As described above, according to the present invention, a capacitor discharging circuit including a capacitor discharging switch that is turned on only until the voltage of the capacitor drops from the first set voltage to the second set voltage. Since the charge of the capacitor is discharged through the capacitor, even if the capacitance of the capacitor is increased to the extent that the surge voltage can be reliably suppressed to the breakdown voltage of the semiconductor switching element or less, the charge of the capacitor is not completely discharged. There is an advantage that the loss does not increase.

[Brief description of drawings]

FIG. 1 is a circuit diagram showing an embodiment of the present invention.

2 (a), (b), (c) and (d) are waveform charts for explaining the operation of the embodiment.

FIG. 3 is a circuit diagram showing an example of a conventional snubber circuit.

4 (a), (b) and (c) are waveform diagrams for explaining the operation of the snubber circuit of FIG.

[Explanation of symbols]

DESCRIPTION OF SYMBOLS 1 ... Semiconductor switching element, 3 ... Diode, 4 ... Capacitor, 6 ... Resistance, 7 ... FET (capacitor discharging switching circuit), 8 ... Voltage detection circuit, 9 ... Drive circuit, 10 ... Snubber circuit.

Claims (1)

[Claims] 1. A snubber circuit for protecting a semiconductor switching element, which is connected in parallel to the semiconductor switching element to protect the semiconductor switching element from surge voltage, wherein a series connection circuit of a diode and a capacitor connected in parallel to the semiconductor switching element.

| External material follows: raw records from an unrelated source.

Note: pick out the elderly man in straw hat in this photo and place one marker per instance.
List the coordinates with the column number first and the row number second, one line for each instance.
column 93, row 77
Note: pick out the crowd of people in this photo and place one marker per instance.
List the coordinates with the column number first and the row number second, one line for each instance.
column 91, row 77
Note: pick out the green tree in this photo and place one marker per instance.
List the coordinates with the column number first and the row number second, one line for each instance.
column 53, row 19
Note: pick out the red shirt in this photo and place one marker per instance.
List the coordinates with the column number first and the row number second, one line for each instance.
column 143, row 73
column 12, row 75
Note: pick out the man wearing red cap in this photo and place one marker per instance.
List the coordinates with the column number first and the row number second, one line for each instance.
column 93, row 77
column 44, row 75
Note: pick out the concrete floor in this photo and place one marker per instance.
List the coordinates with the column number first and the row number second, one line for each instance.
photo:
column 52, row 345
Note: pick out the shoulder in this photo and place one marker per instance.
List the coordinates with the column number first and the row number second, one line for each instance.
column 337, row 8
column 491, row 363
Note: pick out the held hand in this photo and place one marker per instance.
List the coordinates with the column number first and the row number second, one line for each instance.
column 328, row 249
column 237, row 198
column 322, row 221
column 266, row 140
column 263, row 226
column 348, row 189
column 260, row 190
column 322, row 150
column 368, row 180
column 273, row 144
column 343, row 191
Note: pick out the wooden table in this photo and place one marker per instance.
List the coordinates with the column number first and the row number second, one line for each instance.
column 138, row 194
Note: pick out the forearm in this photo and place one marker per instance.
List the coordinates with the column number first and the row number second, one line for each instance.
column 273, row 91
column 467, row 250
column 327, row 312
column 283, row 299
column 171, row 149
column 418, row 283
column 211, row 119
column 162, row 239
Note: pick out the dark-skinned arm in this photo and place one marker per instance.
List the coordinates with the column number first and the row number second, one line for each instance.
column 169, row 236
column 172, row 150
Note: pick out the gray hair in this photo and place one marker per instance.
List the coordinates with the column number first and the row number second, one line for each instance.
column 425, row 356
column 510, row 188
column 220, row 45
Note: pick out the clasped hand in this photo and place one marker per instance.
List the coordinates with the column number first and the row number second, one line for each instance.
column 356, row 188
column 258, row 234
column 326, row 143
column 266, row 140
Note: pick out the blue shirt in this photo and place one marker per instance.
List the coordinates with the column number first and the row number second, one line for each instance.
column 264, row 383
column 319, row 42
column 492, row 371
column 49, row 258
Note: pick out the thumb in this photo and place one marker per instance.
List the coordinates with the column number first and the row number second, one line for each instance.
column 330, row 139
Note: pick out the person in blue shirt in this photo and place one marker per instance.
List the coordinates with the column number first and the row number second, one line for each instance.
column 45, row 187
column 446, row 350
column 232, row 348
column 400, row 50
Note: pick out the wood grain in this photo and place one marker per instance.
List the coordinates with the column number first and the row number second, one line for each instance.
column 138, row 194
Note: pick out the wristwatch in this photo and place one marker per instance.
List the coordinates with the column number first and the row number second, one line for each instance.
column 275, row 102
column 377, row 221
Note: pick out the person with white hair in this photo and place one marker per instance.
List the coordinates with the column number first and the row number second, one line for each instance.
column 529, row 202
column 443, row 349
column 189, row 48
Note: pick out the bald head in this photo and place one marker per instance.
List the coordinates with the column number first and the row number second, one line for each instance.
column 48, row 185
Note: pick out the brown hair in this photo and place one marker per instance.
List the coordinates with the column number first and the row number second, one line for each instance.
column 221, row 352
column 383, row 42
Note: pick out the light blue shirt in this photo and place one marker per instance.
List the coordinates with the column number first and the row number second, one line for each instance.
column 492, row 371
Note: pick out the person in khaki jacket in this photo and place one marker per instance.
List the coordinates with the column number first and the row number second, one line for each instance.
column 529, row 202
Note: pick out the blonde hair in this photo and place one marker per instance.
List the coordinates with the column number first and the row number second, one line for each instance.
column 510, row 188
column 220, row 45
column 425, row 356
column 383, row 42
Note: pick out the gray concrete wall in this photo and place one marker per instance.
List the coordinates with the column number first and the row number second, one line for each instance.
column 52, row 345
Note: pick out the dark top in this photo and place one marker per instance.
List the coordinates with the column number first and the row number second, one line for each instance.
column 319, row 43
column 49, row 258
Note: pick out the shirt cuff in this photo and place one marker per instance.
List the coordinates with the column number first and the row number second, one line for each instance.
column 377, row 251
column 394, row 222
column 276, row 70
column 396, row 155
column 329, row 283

A capacitor discharge circuit connected in parallel to the capacitor including a capacitor discharge switching circuit that discharges the charge of the capacitor in an on state; a voltage detection circuit that detects the voltage of the capacitor; and the voltage detection circuit Detects that the terminal voltage of the capacitor has risen to a first set voltage, the capacitor discharge switching circuit is turned on to discharge the charge of the capacitor, and the voltage detection circuit causes the first voltage
A snubber circuit for protecting a semiconductor switching element, which comprises a drive circuit which turns off the capacitor switching circuit when it detects that the terminal voltage of the capacitor has dropped to a second set voltage lower than the set voltage.